[Tribune]
#Société

« Il apparaît incontournable de s’attaquer aux émissions dues aux transports »

Le fracas de la crise sociale des « gilets jaunes » ne doit pas nous faire oublier l’origine des évènements, à savoir l’augmentation programmée de la taxe carbone sur les carburants. Sachant que les ménages sont d’abord sensibles au niveau général du prix du carburant, rappelons la volatilité du prix du brut est la première source d’explication des récentes variations du prix à la pompe.

Il n’en reste pas moins utile de réfléchir et de rappeler ici quelques arguments en faveur de taxes élevées sur l’essence et le gasoil. La question de l’usage des sommes ainsi collectées nourrit parfois aussi les débats et revient dans certaines revendications quant à son affectation à la transition énergétique.

Pourquoi des taxes sur les carburants ?

Tout d’abord, comme pour le tabac ou l’alcool, les quantités consommées sont frappées d’un droit d’accise (TCIPE ou taxe intérieure de consommation sur les produits énergétiques), qui inclut la fameuse taxe carbone. Ainsi, la TCIPE représentait 5% des recettes de l’Etat en 2017, soit un peu moins du quart des recettes de l’impôt sur le revenu.

Vient ensuite la TVA à 20% qui est elle, au contraire, assise sur la valeur (d’où sa qualification de taxe ad valorem). Ces deux outils combinés sont depuis longtemps un moyen redoutable pour le gouvernement d’assurer des ressources stables et pérennes pour l’Etat, nécessaires notamment pour ses missions régaliennes et de production de biens publics.

En effet, avec à la fois une taxe sur les quantités et sur la valeur, l’Etat se protège des risques sur la masse fiscale liés à la variation du prix de la matière première, le brut. Cela explique d’ailleurs la réticence de l’Etat à réintroduire la taxe flottante imaginée sous Jospin à cause du risque supporté par le budget. Enfin, à tout cela, s’ajoute encore la TGAP (taxe générale sur les activités polluantes) à hauteur d’environ 7 à 8% pour les carburants les plus polluants.

Bien sûr, collecter des fonds pour financer l’Etat à travers des taxes affectant l’échange ou la possession de biens génèrent habituellement des changements, souvent attendus mais en général non désirés, dans le comportement des agents économiques comme les ménages et les entreprises. Par exemple, taxer le travail conduit à réduire l’emploi, taxer la consommation déprime le commerce et le consommateur, taxer les revenus du travail réduit les incitations à travailler et notamment pour les plus productifs, taxer les revenus du capital conduit les investisseurs à chercher des cieux plus cléments, etc.

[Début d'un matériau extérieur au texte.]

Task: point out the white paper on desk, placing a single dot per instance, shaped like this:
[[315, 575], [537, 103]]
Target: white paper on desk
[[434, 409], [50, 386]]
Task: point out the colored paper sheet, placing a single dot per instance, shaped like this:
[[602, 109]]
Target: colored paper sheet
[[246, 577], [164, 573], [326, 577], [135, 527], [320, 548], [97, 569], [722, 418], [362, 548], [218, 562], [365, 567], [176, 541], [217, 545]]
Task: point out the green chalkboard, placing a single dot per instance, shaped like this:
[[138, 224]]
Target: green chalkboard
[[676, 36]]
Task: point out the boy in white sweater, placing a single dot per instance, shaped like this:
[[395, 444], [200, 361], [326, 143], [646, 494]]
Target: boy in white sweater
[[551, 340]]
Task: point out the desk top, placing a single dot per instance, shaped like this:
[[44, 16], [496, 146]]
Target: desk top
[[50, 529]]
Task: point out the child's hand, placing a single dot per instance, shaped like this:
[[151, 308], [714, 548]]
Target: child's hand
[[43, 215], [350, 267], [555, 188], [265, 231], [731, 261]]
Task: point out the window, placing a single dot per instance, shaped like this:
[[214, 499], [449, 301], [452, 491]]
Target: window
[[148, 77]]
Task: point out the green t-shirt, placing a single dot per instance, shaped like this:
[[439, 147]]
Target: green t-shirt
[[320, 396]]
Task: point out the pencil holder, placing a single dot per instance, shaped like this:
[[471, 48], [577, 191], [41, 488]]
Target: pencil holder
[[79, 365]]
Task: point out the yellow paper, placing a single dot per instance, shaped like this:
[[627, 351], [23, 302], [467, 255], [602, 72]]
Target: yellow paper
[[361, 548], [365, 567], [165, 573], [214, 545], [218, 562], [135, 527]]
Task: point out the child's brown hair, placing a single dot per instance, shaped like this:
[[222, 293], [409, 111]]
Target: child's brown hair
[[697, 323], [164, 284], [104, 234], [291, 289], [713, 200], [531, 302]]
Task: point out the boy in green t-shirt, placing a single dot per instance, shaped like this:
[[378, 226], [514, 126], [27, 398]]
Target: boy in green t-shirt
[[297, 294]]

Ces effets néfastes de la taxation engendrent des coûts sociaux qui sont en réalité la contrepartie du bénéfice social créé par le financement de l’Etat redistributeur et producteur de biens publics. La tâche d’un bon gouvernement est donc de répartir la charge fiscale entre les différentes sources de contribution de manière à minimiser la somme des effets négatifs mentionnés précédemment. On pourrait parler dans ce cas de taxes intelligentes (ou optimales).

Comment faire ? Dans les années 20, Frank Ramsey, un mathématicien génial (mort trop tôt à 26 ans d’une jaunisse !), a proposé un critère en suivant une logique simple : puisque l’effet pervers de la taxation est d’autant plus important que les agents économiques modifient fortement leurs décisions suite à l’introduction ou l’augmentation de la taxe, il convient de faire porter la charge fiscale d’abord sur les biens dont les agents ont du mal à se passer, car dans ce cas ils ne vont précisément pas réagir beaucoup.

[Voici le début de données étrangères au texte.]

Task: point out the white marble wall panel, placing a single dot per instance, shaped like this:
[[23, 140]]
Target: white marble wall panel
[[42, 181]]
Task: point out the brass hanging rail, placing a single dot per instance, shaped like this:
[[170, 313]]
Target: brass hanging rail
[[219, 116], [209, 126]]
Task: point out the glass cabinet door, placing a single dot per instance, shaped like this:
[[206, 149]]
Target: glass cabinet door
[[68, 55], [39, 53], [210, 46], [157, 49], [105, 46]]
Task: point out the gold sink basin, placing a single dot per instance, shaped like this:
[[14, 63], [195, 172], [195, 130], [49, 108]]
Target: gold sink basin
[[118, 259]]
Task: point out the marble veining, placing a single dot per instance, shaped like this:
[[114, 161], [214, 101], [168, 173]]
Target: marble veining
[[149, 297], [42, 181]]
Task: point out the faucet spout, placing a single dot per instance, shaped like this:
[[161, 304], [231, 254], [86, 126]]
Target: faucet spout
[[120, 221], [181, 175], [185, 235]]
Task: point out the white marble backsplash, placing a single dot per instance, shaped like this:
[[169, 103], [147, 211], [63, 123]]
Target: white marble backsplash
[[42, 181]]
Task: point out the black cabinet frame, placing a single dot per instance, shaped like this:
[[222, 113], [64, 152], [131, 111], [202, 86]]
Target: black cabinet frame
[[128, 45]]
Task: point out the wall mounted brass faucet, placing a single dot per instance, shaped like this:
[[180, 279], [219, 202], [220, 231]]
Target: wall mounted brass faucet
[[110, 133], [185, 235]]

Dans le jargon des économistes, ces biens ou services sont caractérisés par une faible élasticité prix, mesurant la variation de l’offre ou de la demande lorsque le prix se renchérit. L’essence et le gasoil sont-ils des bons candidats à la taxation intelligente ? Oui a priori. Les études disponibles indiquent des élasticités à court terme faibles à la fois pour la demande en gazole et pour la demande en essence, de l’ordre de -0.2 à -0.3 avec des écarts selon le niveau de vie.[1]

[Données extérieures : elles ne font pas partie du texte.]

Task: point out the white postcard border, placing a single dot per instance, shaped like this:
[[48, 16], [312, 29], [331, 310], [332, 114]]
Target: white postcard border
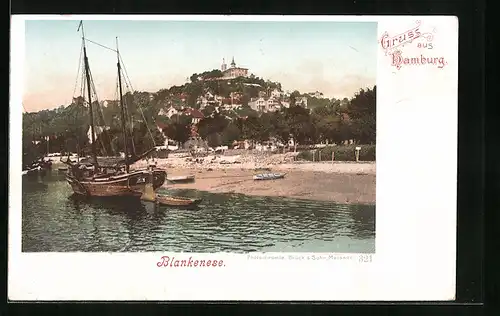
[[415, 203]]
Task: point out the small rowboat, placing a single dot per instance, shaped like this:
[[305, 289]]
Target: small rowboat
[[176, 201], [269, 176], [181, 179]]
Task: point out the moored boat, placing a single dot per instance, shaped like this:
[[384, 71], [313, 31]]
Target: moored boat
[[181, 179], [269, 176], [110, 176], [176, 201]]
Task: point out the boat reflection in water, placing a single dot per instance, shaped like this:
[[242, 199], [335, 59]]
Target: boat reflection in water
[[56, 220]]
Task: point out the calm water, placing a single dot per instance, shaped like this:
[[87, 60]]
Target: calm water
[[55, 220]]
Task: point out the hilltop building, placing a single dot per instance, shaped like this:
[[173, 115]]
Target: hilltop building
[[233, 71]]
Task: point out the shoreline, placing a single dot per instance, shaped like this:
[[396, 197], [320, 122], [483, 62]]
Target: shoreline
[[345, 183], [337, 182]]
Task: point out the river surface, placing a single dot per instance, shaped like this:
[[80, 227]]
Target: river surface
[[54, 220]]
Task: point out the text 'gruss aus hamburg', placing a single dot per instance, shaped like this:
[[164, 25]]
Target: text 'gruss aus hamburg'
[[393, 45]]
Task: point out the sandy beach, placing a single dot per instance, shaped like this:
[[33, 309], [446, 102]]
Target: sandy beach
[[340, 182]]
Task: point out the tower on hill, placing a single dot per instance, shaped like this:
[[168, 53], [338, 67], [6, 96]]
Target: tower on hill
[[233, 71]]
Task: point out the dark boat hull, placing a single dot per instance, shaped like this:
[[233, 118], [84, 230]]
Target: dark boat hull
[[176, 201], [131, 184]]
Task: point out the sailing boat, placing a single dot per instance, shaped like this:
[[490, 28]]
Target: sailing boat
[[110, 177]]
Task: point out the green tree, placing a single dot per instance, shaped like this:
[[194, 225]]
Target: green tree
[[179, 129], [362, 111]]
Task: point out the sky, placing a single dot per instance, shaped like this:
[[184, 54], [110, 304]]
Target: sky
[[336, 58]]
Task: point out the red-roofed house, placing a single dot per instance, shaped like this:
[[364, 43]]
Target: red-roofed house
[[195, 114]]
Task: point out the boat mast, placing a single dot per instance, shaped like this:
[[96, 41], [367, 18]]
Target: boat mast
[[91, 113], [124, 123]]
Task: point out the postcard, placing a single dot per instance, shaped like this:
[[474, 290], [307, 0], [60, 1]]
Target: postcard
[[268, 158]]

Par ailleurs, il faut ajouter un rôle souvent méconnu des taxes (spécifiques et ad valorem) comme stabilisateur automatique des prix. En effet ces taxes jouent in fine un rôle d’assurance pour les ménages, non seulement sensibles au prix moyen mais également à ses variations, en rendant le prix de détail des carburants moins sensible vis-à-vis de la volatilité des prix du brut.

Avons-nous besoin de taxes élevées sur les carburants ?

Sans aucun doute, oui car paradoxalement aujourd’hui nous avons aussi besoin de corriger les comportements à long terme.

En effet, se préparer au mieux au changement climatique en cours et en limiter les conséquences négatives nécessitent de s’engager collectivement à ne pas consommer une bonne partie des réserves de pétrole encore non extraites des sols. Pensons-nous sérieusement pouvoir réduire nos émissions tout en ayant accès dans le long terme à des carburants d’origine fossile bon marché car n’intégrant pas le coût environnemental dans leur prix ?

Grosso modo, nous émettons deux fois plus de CO2 (et autres GES) que la capacité d’absorption de la Terre. En outre, le secteur des transports (principalement les voitures et le transport routier) est un contributeur majeur des émissions de gaz à effet de serre en France (28% selon l’Ademe) devant l’agriculture et l’industrie manufacturière (hors industrie de l’énergie). Si la France doit respecter ses engagements internationaux en la matière, il apparaît donc incontournable de s’attaquer aux émissions dues aux transports. Et cela sans oublier d’autres bénéfices potentiels liés à la réduction des autres polluants (NOx, particules fines…) et des problèmes de congestion des routes et d’accidents.

Doit-on affecter la taxe carbone ainsi collectée à une cause prédéfinie, comme par exemple la transition énergétique ?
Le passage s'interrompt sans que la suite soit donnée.